The optimistic view is this: Even assuming this worst legal outcome in the s/t, there may already be enough popular outrage against corporations to render any such USSC decision politically untenable.
I guess we'll see which, soon enough.
Hurrah for Montana !
Does Montana have a good prospect for prevailing in refusing to strike
down it's laws in response to the Supreme Court's Citizens United dictum?
If the U.S. Constitution is let mean what it says, then Montana should prevail.
The United States Constitution as it was originally composed and ratified
in 1787-1789 -- before amendments, statutes and judge-made laws --
did not even require popular elections for selection of presidents. It merely
established a formula for how many electoral votes and electors each state
shall have, and left it to each state to decide how to choose it's electors.
(We may need to lose the electoral voting system.) Nevertheless, a more
important principle to be seen is the following: Each state's input to the
presidential selection process was [and is] established to be a matter for
THAT STATE'S legislation, adjudication and regulation. Furthermore, the
Constitution (tenth amendment) plainly requires that " ... the powers not
delegated to the United States by the Constitution, nor prohibited by it
to the states, are reserved to the states respectively, or to the people."
The SCOTUS has no damned right to put itself [or the federal government]

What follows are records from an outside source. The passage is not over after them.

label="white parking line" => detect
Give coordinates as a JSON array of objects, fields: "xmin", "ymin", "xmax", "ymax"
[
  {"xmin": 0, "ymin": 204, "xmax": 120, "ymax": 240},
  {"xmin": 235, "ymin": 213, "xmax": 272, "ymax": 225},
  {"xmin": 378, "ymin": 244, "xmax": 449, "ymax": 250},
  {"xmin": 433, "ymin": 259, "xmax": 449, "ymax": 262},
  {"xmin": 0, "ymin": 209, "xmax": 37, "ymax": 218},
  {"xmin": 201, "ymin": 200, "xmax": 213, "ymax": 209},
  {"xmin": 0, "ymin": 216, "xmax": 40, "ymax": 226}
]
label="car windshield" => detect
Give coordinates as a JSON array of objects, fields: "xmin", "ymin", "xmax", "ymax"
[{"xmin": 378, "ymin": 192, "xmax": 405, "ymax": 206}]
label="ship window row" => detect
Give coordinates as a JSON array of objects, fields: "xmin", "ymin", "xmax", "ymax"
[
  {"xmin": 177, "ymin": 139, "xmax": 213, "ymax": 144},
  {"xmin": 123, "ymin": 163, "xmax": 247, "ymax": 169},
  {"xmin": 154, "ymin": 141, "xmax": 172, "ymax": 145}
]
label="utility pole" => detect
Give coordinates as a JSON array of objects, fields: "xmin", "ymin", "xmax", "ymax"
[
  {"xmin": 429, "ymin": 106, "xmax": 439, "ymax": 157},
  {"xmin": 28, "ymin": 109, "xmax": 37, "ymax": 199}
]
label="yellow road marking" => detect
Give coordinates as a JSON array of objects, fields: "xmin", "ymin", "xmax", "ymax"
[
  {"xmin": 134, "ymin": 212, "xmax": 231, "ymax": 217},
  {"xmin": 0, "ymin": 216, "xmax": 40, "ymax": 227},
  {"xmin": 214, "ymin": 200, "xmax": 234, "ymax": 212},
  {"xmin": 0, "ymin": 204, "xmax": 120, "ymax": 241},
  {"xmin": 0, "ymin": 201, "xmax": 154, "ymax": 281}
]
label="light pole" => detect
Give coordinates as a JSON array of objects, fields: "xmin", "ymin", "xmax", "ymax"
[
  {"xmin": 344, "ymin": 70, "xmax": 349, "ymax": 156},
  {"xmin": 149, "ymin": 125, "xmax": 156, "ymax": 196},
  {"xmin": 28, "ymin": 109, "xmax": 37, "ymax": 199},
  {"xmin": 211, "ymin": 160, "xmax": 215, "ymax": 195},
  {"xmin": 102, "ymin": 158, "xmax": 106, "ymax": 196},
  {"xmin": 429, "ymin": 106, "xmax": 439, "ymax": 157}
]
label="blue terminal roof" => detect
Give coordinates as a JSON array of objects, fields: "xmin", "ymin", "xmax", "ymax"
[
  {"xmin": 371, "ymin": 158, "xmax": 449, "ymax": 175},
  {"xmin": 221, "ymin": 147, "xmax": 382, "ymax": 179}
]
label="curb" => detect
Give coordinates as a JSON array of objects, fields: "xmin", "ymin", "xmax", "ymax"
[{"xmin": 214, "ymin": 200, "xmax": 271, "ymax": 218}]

in charge of each state's own business. The elections leading to the
selection of the president are essentially STATE elections. Any state has
the right, for example, to prohibit "lectioneers" from standing any closer
than e.g., a hundred feet to the door of the voting place. That would be so
as to prevent partisans from hounding or attempting to bribe voters before
they can get into the votimg place. Does it not make just as much sense
to prevent secretly financed TV advertising campaigns from "pushing the
hot buttons" of prospective voters' attitudes? That is, essentially buying the
election by stirring up some voters' emotions? It's Montanans' business
if they want to encourage calmly reasoned decisions by Montana voters,
and do that by prohibiting corporations' hired advertising campaigns.
Hurrah for Montana !
Will SCOTUS next rule that "lectioneers' " free speech rights
would be violated if they were required to stand a hundred
feet away from the voting house door? Like many a holder
of formalized power over We The People, SCOTUS begins
to look ridiculous.
This is a very late post on this thread that will undoubtedly get lost, but as a native (and current) Montanan, I have to also shout "hurray!" Yeah, there are nuts here and nuts everywhere, also a lot of very independent minded folks that are not predictable Ds or Rs and who greatly mistrust centralized federal power.
Jeanette Rankin, Mike Mansfield, Pat Williams (all from Butte) and the list goes on. Paradoxical to some, who view Montana as some backwater of hillbillyism (not to demean hillbillys). The real world is a lot more complex than stereotypes suggest.
The states need to reassert their power; they have the constitutionally guaranteed right to do so, as do The People.